Debtor-Creditor Groups

Group credit insurance (life and disability income) has grown rapidly in the United States, reflecting a credit-oriented society. The contract owner in these plans is the creditor, such as a bank, a small loan company, a credit union, or any business that has significant accounts receivable, including those that rely heavily on credit card customers. If the debtor dies or becomes disabled, the insurance proceeds are generally paid to the creditor to liquidate the indebtedness that provided the basis for the coverage rather than to the individuals who are insured or their beneficiaries. Debtors usually must be under a binding, irrevocable obligation to repay the indebtedness for coverage to be affected.

Labor Union Groups

Members of labor unions may be covered under a group contract issued to the union itself. The insurance must be for the benefit of persons other than the union or its officials. Generally, the entire premium may not be paid directly by member contributions. It is common, however, for payments to be made from funds partially contributed to the union by members specifically for their insurance and partially by the union from its own funds. In some cases, the union pays the total premium from its own funds. Group contracts often are written on multiemployer groups and issued to the trustees of a fund created through collective bargaining processes. This arrangement is typically established by two or more employers in the same or related industry, by one or more labor unions, or even jointly by employers and labor unions. The Taft-Hartley Act prohibits U.S. employers from turning over funds for employee welfare plans directly to a union- hence, the need for a separate trust and its trustees to serve as the group contract owner and decision maker.


Multiple-Employer Trust

Multiple Employer Trust (METs) a subset of multiple employer welfare arrangements (MEWAs) market group benefits to employers that have a small number of employees. METs may be sponsored by life insurance companies, independent administrators, or two or more employers in the same industry. The sponsor designs the plan, selects the employers (or other groups) permitted to participate, and usually handles the administration. Most trustees function in a passive role and are used mainly as the nominal group policyholder for insurance held by or on behalf of a MET. All financial transactions flow through and are accounted for by the trust. The member employers pay premiums to the sponsoring organization, which uses the money to purchase a group contract. The entire group of employers is experienced rated, thereby permitting greater credibility to be given the groups own experience.

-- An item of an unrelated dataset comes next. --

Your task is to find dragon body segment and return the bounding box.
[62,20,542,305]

Self insured METs assume the responsibility of making claim payments through a third party administrator. They should assess adequate premiums (contributions) and maintain proper reserves. In the early development of METs, this was not always done properly. METs have proven to be a source of regulatory confusion, enforcement problems, and even fraud. A U.S. General Accounting Office (GAO) report showed that from January 1988 to June 1991, METs left some 398,000 participants and their beneficiaries with some $129 million in unpaid claims and many other participants without insurance. More than 600 METs failed to comply with state insurance laws, and some violated criminal statutes.

The GAO report confirmed that state efforts to regulate METs, enforce state laws, and recoever unpaid claims were hindered because the states could not identify METs operating within their jurisdictions. Furthermore, when complaints did come to the attention of state regulators, they were frequently frustrated because METs asserted that they were exempt under the Employee Retirement Income Security Act (ERISA). As a result, in 1992 the U.S. Congress enacted legislation that requires self Insured METs to meet state insurance regulations concerning the adequacies of contributions and reserve levels. There has been a significant reduction in the number of self funded METs since the legislation was adopted.